Maximize OSS Read Performance via Read-Write Splitting with ossfs and SDK - Container Service for Kubernetes

Prerequisites

Before you begin, ensure that you have:

A cluster with the Container Storage Interface (CSI) component installed. Different clients require different CSI versions — upgrade to the latest version. For more information, see Manage csi-plugin and csi-provisioner components.
An OSS bucket in the same Alibaba Cloud account as the cluster.

Important

Keep the OSS bucket in the same account as the cluster. Cross-account OSS access is not recommended.

Choose a client

OSS PVs support three clients: ossfs 1.0, ossfs 2.0, and strmvol. All three support read-only access. Their write support differs:

Client	Read-only	Read/write	Best for
ossfs 1.0	Yes	Full write	General read/write workloads; direct read mode available (v1.91+)
ossfs 2.0	Yes	Sequential append writes only	Read-heavy workloads; requires CSI >= 1.33.1
strmvol	Yes	—	Many small files (datasets, time-series logs, quantitative backtesting)
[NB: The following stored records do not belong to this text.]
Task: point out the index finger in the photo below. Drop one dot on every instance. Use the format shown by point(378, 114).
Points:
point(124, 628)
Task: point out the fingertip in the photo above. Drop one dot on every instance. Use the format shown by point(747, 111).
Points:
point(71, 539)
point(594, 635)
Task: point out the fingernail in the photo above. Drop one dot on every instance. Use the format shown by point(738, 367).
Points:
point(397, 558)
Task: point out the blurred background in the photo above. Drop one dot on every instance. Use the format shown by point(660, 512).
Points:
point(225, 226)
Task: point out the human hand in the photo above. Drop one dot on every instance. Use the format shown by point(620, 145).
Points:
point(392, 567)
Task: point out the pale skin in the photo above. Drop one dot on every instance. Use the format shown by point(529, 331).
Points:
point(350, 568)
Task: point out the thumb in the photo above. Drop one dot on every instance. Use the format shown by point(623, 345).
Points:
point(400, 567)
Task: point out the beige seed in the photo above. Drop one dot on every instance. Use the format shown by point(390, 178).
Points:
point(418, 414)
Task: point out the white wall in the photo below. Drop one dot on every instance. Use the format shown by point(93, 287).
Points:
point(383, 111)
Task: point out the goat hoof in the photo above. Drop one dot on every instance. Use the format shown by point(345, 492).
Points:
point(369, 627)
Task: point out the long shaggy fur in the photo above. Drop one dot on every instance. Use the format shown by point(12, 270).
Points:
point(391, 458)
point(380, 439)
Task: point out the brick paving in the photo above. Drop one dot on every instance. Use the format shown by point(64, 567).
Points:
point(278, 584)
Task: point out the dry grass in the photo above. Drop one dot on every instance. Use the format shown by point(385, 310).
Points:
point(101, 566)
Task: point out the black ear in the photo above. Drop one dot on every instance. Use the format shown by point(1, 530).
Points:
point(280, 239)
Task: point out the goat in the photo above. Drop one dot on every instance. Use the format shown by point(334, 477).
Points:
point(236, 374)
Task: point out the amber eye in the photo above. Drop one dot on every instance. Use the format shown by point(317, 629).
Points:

For detailed guidance on choosing a client, see Client selection reference.

Use cases

Read-only access

Set the PV access mode to ReadOnlyMany to prevent accidental data modification. This is appropriate for inference, data analytics, and log queries in big data services.

For read-heavy workloads, use ossfs 2.0 (requires CSI >= 1.33.1). See Use ossfs 2.0 PVs.
For workloads that read many small files, use strmvol. See Use strmvol PVs.

To tune ossfs 1.0 for read-only scenarios, configure these parameters in otherOpts. Most workloads do not need to change these defaults — adjust them only when you have a specific performance requirement.

Parameter	Default	Description
`kernel_cache`	Disabled	Enables the kernel buffer cache. Use when real-time access to the latest content is not required. Cache hits are served from memory not used by other processes.
`parallel_count`	20	Number of concurrent shards for uploading or downloading large files.
`max_multireq`	20	Maximum concurrent requests for object metadata listing. Must be >= `parallel_count`.
`max_stat_cache_size`	1000	Number of cached metadata entries. Set to `0` to disable. Increase this value to speed up `ls` in directories with many files — 10,000 entries consume about 40 MB of memory.
`direct_read`	Disabled	Direct read mode for read-only scenarios (ossfs 1.91 and later). See Features and performance testing of the new ossfs 1.0 version and Performance optimization for read-only scenarios.

Read/write access

Set the PV access mode to ReadWriteMany for workloads that write data.

Note

ossfs does not guarantee consistency for concurrent write operations. If multiple writers modify the same objects simultaneously, data corruption can occur. For sequential checkpoint writes during model training, use a single writer per path.

Warning

Deleting or modifying files in the mounted path also deletes or modifies the corresponding objects in the OSS bucket. To protect against accidental data loss, enable versioning for the bucket.

For read-intensive workloads where reads and writes go to different paths (such as model training), implement read/write splitting: mount the read path as ReadOnlyMany with cache parameters enabled, and handle writes separately using a ReadWriteMany PV or the OSS SDK.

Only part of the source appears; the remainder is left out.